A little girl was raped. Because of that rape, she and her family were left with a hard and horrible choice to make—one that likely will affect her and those who love her for the rest of their days.

I know abortion is a deeply divisive issue.

I support reproductive rights myself, but I have known many people who oppose abortion whose sincerity and integrity I respect. The best of them are anti-abortion because they have a deep and abiding concern for the most vulnerable among us.

Surely, this 10-year-old rape survivor falls into that category.

One of the most distressing things about this age in which we seek to elevate every disagreement into a holy war is that it becomes easy, oh so easy, to overlook the suffering of real human beings who wander into the ideological, partisan and cultural crossfire.

This is particularly the case when politicians possessed by an ambition for advancement and a hunger for self-aggrandizement as great as Todd Rokita’s get involved. They do not care who gets hurt, so long as they get the attention for which they lust.

One of the defining qualities of maturity, though, is exercising restraint, especially when others might be affected by our actions.

This is even more true when those who might be affected are young and vulnerable.

Like a 10-year-old girl who has been raped.

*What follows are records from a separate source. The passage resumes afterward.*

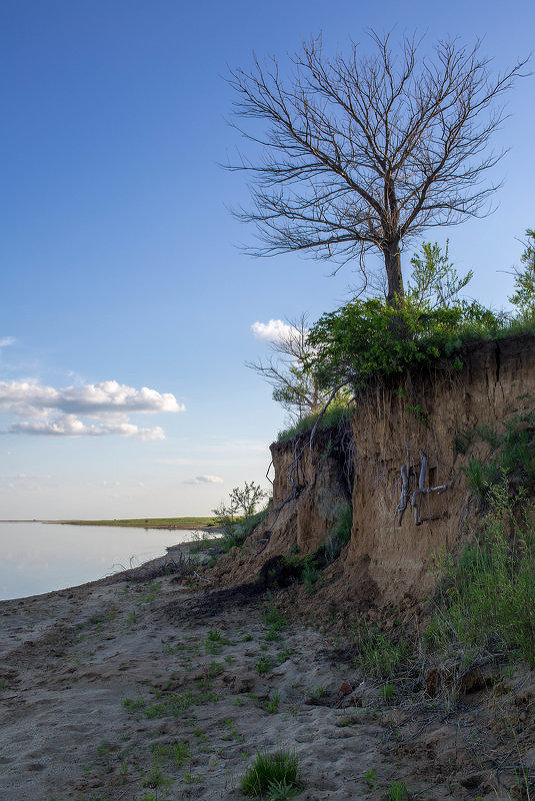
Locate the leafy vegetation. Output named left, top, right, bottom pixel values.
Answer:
left=63, top=517, right=220, bottom=530
left=213, top=481, right=268, bottom=551
left=352, top=623, right=412, bottom=680
left=241, top=750, right=303, bottom=799
left=509, top=228, right=535, bottom=320
left=427, top=474, right=535, bottom=667
left=463, top=411, right=535, bottom=499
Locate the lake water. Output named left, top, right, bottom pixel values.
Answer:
left=0, top=523, right=199, bottom=600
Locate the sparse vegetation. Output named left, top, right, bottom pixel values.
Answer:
left=428, top=473, right=535, bottom=667
left=241, top=751, right=303, bottom=799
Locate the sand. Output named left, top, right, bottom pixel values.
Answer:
left=0, top=548, right=531, bottom=801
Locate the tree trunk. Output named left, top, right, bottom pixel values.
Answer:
left=383, top=239, right=404, bottom=306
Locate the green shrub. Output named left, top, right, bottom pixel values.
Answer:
left=309, top=296, right=501, bottom=389
left=277, top=400, right=349, bottom=442
left=241, top=751, right=303, bottom=799
left=324, top=503, right=353, bottom=562
left=352, top=623, right=411, bottom=679
left=434, top=478, right=535, bottom=667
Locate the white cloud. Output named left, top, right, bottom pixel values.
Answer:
left=0, top=381, right=186, bottom=416
left=251, top=320, right=296, bottom=342
left=0, top=381, right=182, bottom=440
left=184, top=476, right=223, bottom=484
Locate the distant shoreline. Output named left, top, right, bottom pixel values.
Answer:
left=0, top=517, right=217, bottom=531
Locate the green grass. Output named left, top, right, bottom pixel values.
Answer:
left=56, top=517, right=216, bottom=529
left=352, top=623, right=411, bottom=676
left=432, top=476, right=535, bottom=667
left=277, top=404, right=348, bottom=442
left=241, top=751, right=303, bottom=799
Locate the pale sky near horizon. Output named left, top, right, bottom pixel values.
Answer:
left=0, top=0, right=535, bottom=519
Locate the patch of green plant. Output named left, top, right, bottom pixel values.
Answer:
left=277, top=648, right=293, bottom=665
left=255, top=656, right=273, bottom=676
left=277, top=401, right=349, bottom=442
left=123, top=680, right=218, bottom=720
left=213, top=481, right=269, bottom=551
left=262, top=595, right=290, bottom=632
left=386, top=781, right=409, bottom=801
left=241, top=751, right=303, bottom=799
left=453, top=431, right=474, bottom=454
left=301, top=560, right=321, bottom=595
left=352, top=623, right=411, bottom=679
left=432, top=476, right=535, bottom=667
left=323, top=503, right=353, bottom=563
left=263, top=690, right=279, bottom=715
left=137, top=580, right=162, bottom=604
left=309, top=292, right=503, bottom=389
left=363, top=768, right=379, bottom=790
left=462, top=412, right=535, bottom=499
left=143, top=765, right=172, bottom=790
left=204, top=629, right=230, bottom=654
left=380, top=681, right=396, bottom=704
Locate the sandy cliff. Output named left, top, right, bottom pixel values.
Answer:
left=209, top=335, right=535, bottom=606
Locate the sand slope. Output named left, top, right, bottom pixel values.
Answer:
left=0, top=552, right=529, bottom=801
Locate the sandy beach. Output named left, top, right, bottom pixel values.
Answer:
left=0, top=549, right=535, bottom=801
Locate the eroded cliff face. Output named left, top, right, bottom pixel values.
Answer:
left=207, top=425, right=353, bottom=585
left=209, top=335, right=535, bottom=608
left=344, top=336, right=535, bottom=605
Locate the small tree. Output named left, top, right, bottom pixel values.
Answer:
left=229, top=33, right=527, bottom=304
left=407, top=240, right=474, bottom=309
left=212, top=481, right=267, bottom=548
left=508, top=228, right=535, bottom=318
left=246, top=314, right=336, bottom=422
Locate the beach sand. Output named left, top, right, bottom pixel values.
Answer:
left=0, top=540, right=532, bottom=801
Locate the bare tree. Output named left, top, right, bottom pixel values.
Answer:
left=229, top=33, right=528, bottom=303
left=245, top=314, right=329, bottom=421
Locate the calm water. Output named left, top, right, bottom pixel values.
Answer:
left=0, top=523, right=199, bottom=600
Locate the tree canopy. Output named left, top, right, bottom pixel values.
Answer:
left=229, top=33, right=527, bottom=304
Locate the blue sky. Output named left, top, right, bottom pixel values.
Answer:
left=0, top=0, right=535, bottom=518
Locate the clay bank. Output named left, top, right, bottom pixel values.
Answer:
left=208, top=334, right=535, bottom=610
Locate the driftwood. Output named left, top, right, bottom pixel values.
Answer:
left=396, top=451, right=448, bottom=526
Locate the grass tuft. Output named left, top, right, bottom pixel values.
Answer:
left=241, top=750, right=303, bottom=799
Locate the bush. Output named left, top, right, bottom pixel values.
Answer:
left=309, top=297, right=500, bottom=389
left=212, top=481, right=268, bottom=551
left=241, top=751, right=303, bottom=798
left=352, top=623, right=411, bottom=679
left=430, top=478, right=535, bottom=667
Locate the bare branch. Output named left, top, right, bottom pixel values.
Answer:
left=225, top=31, right=528, bottom=300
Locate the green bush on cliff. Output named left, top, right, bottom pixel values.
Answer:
left=428, top=477, right=535, bottom=667
left=212, top=481, right=267, bottom=551
left=310, top=296, right=500, bottom=389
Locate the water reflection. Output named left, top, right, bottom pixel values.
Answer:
left=0, top=523, right=194, bottom=600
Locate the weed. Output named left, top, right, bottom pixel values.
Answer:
left=381, top=682, right=396, bottom=704
left=264, top=690, right=279, bottom=715
left=255, top=656, right=273, bottom=676
left=301, top=561, right=320, bottom=595
left=241, top=751, right=303, bottom=799
left=138, top=581, right=162, bottom=604
left=363, top=768, right=379, bottom=790
left=432, top=476, right=535, bottom=667
left=353, top=624, right=410, bottom=678
left=151, top=740, right=191, bottom=768
left=262, top=596, right=290, bottom=631
left=387, top=781, right=409, bottom=801
left=204, top=629, right=229, bottom=654
left=277, top=648, right=293, bottom=665
left=143, top=765, right=171, bottom=790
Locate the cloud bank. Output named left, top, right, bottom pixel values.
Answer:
left=251, top=320, right=295, bottom=342
left=184, top=476, right=223, bottom=484
left=0, top=381, right=185, bottom=440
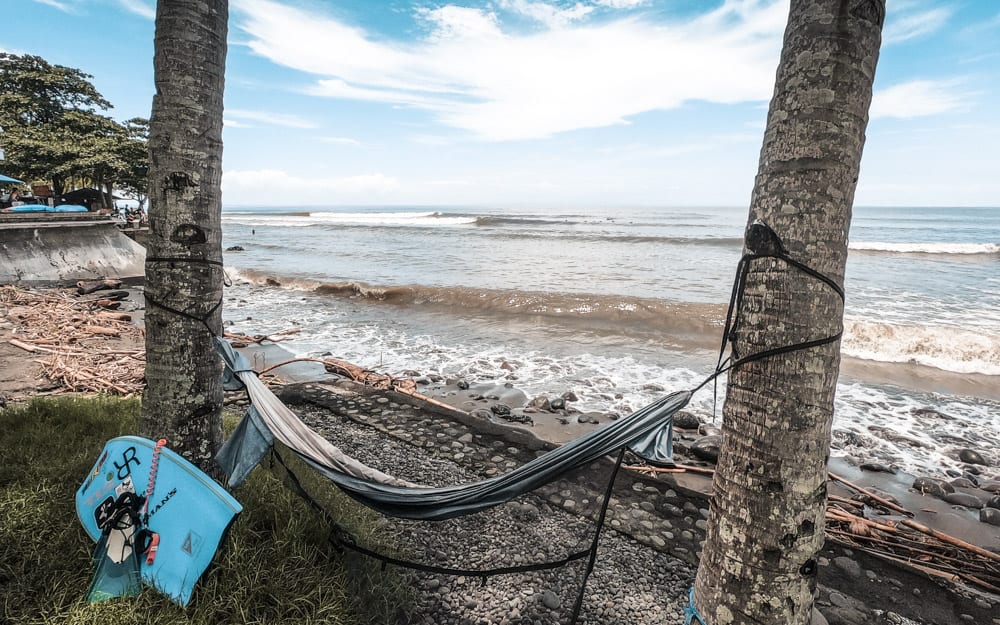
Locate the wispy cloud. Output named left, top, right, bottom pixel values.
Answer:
left=869, top=80, right=969, bottom=119
left=319, top=137, right=361, bottom=147
left=594, top=0, right=650, bottom=9
left=222, top=169, right=399, bottom=204
left=500, top=0, right=594, bottom=28
left=35, top=0, right=76, bottom=13
left=225, top=109, right=319, bottom=128
left=234, top=0, right=787, bottom=141
left=118, top=0, right=156, bottom=20
left=882, top=6, right=954, bottom=45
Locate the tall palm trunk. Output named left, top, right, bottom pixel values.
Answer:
left=141, top=0, right=229, bottom=471
left=695, top=0, right=885, bottom=625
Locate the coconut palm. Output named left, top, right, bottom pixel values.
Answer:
left=695, top=0, right=885, bottom=625
left=141, top=0, right=229, bottom=470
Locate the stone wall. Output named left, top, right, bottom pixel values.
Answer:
left=0, top=216, right=146, bottom=285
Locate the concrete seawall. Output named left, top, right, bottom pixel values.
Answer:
left=0, top=216, right=146, bottom=285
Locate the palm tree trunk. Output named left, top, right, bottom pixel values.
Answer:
left=141, top=0, right=229, bottom=472
left=695, top=0, right=885, bottom=625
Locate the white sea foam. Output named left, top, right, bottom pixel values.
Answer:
left=841, top=318, right=1000, bottom=375
left=224, top=274, right=1000, bottom=475
left=849, top=241, right=1000, bottom=255
left=222, top=211, right=476, bottom=228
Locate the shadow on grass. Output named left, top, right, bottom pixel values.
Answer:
left=0, top=397, right=411, bottom=625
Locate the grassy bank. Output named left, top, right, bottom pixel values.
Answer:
left=0, top=397, right=407, bottom=625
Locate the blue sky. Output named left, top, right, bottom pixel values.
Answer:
left=0, top=0, right=1000, bottom=207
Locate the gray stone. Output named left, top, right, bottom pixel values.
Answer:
left=958, top=449, right=990, bottom=466
left=942, top=493, right=983, bottom=510
left=830, top=590, right=851, bottom=608
left=674, top=410, right=701, bottom=430
left=979, top=508, right=1000, bottom=526
left=833, top=556, right=861, bottom=579
left=912, top=477, right=955, bottom=497
left=691, top=434, right=722, bottom=462
left=698, top=423, right=722, bottom=436
left=542, top=590, right=562, bottom=610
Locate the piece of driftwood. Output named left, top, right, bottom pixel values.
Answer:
left=830, top=471, right=913, bottom=516
left=0, top=283, right=145, bottom=395
left=223, top=328, right=302, bottom=347
left=258, top=357, right=465, bottom=412
left=625, top=450, right=1000, bottom=593
left=76, top=279, right=122, bottom=295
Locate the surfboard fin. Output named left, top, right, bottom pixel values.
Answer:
left=87, top=492, right=142, bottom=603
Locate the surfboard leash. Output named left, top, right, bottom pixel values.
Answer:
left=141, top=438, right=167, bottom=566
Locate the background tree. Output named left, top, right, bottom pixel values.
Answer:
left=695, top=0, right=885, bottom=625
left=0, top=53, right=148, bottom=197
left=141, top=0, right=229, bottom=473
left=115, top=117, right=149, bottom=206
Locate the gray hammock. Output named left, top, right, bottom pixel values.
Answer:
left=216, top=339, right=692, bottom=521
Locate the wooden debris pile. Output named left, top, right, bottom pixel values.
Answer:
left=624, top=464, right=1000, bottom=595
left=826, top=473, right=1000, bottom=594
left=0, top=281, right=146, bottom=395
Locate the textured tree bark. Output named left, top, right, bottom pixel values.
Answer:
left=141, top=0, right=229, bottom=473
left=695, top=0, right=885, bottom=625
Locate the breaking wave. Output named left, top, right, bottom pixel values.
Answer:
left=850, top=241, right=1000, bottom=256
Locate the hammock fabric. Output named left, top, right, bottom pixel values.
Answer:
left=217, top=339, right=691, bottom=521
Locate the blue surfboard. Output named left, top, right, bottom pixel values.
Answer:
left=76, top=436, right=243, bottom=606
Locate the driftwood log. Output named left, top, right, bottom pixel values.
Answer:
left=624, top=465, right=1000, bottom=594
left=76, top=280, right=122, bottom=295
left=0, top=280, right=146, bottom=395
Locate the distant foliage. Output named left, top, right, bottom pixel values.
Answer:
left=0, top=53, right=149, bottom=204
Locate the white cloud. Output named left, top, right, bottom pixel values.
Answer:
left=225, top=109, right=318, bottom=128
left=118, top=0, right=156, bottom=20
left=882, top=8, right=953, bottom=45
left=594, top=0, right=649, bottom=9
left=234, top=0, right=787, bottom=141
left=500, top=0, right=594, bottom=28
left=869, top=80, right=968, bottom=119
left=222, top=169, right=399, bottom=204
left=319, top=137, right=361, bottom=147
left=35, top=0, right=76, bottom=13
left=417, top=5, right=502, bottom=41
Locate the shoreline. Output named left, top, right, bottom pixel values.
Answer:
left=0, top=284, right=1000, bottom=625
left=243, top=336, right=1000, bottom=553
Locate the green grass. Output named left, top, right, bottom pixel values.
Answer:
left=0, top=397, right=411, bottom=625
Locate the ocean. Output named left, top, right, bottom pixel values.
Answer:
left=217, top=207, right=1000, bottom=475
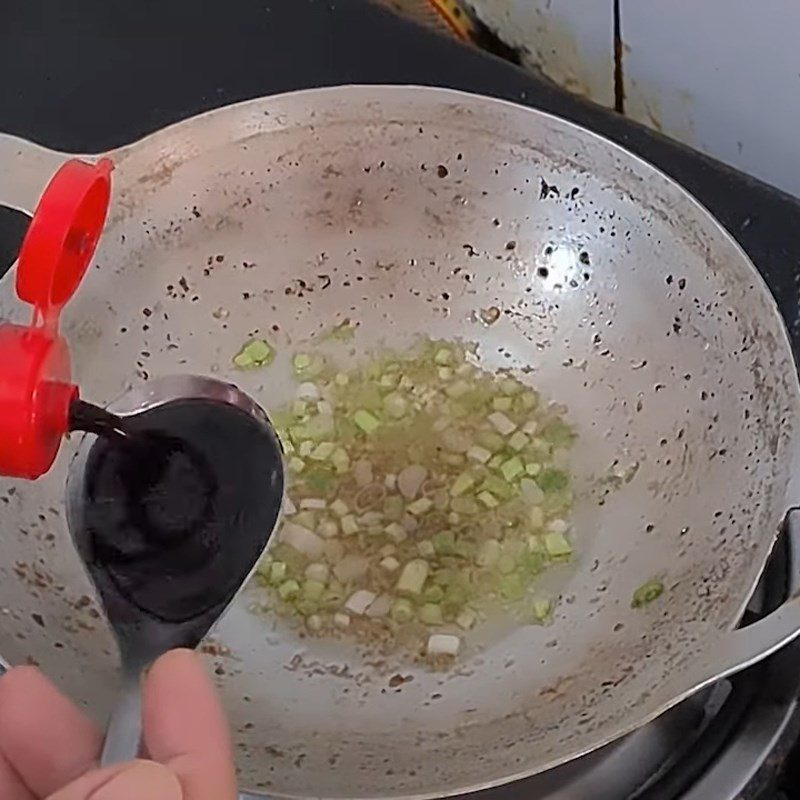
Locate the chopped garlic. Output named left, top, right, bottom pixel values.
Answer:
left=380, top=556, right=400, bottom=572
left=467, top=444, right=492, bottom=464
left=344, top=589, right=377, bottom=616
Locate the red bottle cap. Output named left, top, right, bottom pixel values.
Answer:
left=0, top=159, right=113, bottom=478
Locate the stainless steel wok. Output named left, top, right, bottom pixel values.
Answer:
left=0, top=87, right=800, bottom=797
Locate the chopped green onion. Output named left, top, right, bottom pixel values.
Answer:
left=536, top=469, right=569, bottom=492
left=478, top=492, right=500, bottom=508
left=419, top=603, right=444, bottom=625
left=544, top=533, right=572, bottom=558
left=353, top=408, right=381, bottom=434
left=278, top=580, right=300, bottom=600
left=631, top=580, right=664, bottom=608
left=389, top=597, right=414, bottom=624
left=450, top=472, right=475, bottom=497
left=233, top=339, right=275, bottom=369
left=406, top=497, right=433, bottom=517
left=500, top=456, right=525, bottom=481
left=397, top=558, right=429, bottom=594
left=531, top=600, right=553, bottom=624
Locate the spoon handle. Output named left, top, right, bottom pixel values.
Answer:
left=100, top=670, right=142, bottom=767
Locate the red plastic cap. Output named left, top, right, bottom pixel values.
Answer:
left=0, top=159, right=113, bottom=478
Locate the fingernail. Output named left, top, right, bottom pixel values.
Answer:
left=87, top=761, right=183, bottom=800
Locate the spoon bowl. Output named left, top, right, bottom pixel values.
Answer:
left=67, top=376, right=284, bottom=764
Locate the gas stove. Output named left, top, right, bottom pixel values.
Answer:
left=0, top=0, right=800, bottom=800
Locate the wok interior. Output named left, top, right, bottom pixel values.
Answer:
left=0, top=89, right=794, bottom=797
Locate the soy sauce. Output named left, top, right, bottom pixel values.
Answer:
left=71, top=398, right=283, bottom=623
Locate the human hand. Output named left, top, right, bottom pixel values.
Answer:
left=0, top=650, right=237, bottom=800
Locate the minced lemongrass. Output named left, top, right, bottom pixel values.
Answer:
left=252, top=340, right=576, bottom=667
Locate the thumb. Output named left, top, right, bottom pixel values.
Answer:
left=48, top=761, right=183, bottom=800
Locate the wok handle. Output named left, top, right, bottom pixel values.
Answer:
left=100, top=670, right=142, bottom=767
left=0, top=133, right=74, bottom=214
left=693, top=508, right=800, bottom=691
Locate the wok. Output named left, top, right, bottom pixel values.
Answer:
left=0, top=87, right=800, bottom=797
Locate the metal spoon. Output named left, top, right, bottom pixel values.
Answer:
left=67, top=376, right=283, bottom=765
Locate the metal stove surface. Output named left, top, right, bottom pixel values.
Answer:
left=460, top=512, right=800, bottom=800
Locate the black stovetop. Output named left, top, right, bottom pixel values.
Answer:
left=0, top=0, right=800, bottom=800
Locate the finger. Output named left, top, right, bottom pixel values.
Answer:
left=0, top=667, right=101, bottom=797
left=142, top=650, right=237, bottom=800
left=0, top=754, right=36, bottom=800
left=48, top=761, right=183, bottom=800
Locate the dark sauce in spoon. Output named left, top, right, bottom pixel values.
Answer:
left=71, top=398, right=283, bottom=623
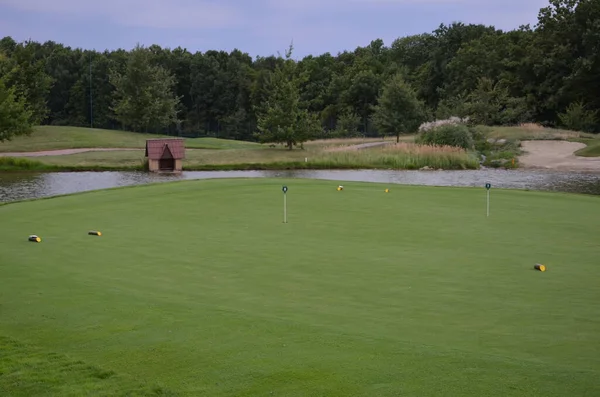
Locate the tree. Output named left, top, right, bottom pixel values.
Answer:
left=461, top=77, right=529, bottom=125
left=0, top=79, right=32, bottom=142
left=0, top=42, right=53, bottom=124
left=373, top=74, right=426, bottom=142
left=110, top=45, right=179, bottom=131
left=257, top=46, right=322, bottom=150
left=558, top=101, right=598, bottom=132
left=335, top=109, right=360, bottom=138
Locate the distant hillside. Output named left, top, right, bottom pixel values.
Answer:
left=0, top=126, right=260, bottom=152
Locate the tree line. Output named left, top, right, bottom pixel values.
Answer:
left=0, top=0, right=600, bottom=148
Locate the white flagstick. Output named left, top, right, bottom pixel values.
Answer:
left=485, top=183, right=492, bottom=217
left=281, top=186, right=287, bottom=223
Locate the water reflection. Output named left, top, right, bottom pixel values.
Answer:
left=0, top=169, right=600, bottom=202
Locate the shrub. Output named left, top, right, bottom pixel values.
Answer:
left=419, top=116, right=469, bottom=132
left=417, top=124, right=474, bottom=149
left=558, top=102, right=598, bottom=132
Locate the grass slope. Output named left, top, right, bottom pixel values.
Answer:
left=0, top=180, right=600, bottom=397
left=0, top=126, right=259, bottom=153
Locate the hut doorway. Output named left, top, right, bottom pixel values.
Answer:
left=158, top=159, right=175, bottom=171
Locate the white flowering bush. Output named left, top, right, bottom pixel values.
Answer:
left=419, top=116, right=469, bottom=132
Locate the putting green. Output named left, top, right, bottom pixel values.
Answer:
left=0, top=179, right=600, bottom=396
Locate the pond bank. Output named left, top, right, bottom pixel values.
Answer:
left=0, top=169, right=600, bottom=202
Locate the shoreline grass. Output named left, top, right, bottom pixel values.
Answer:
left=0, top=178, right=600, bottom=397
left=0, top=126, right=261, bottom=153
left=0, top=125, right=600, bottom=172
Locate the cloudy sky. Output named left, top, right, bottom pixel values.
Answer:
left=0, top=0, right=548, bottom=57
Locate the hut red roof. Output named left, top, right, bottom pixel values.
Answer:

This little girl had a right to think that adults would act like adults. She had a right to expect that we would put aside our differences long enough to make sure she was safe and cared for before we started trying to score points in some grand debate.

Because that’s what adults should do.

To do otherwise isn’t just crazy or mean.

It’s wrong.

Plain wrong.

FOOTNOTE: John Krull is director of Franklin College’s Pulliam School of Journalism and publisher of TheStatehouseFile.com, a news website powered by Franklin College journalism students. The opinions expressed by the author do not represent the views of Franklin College.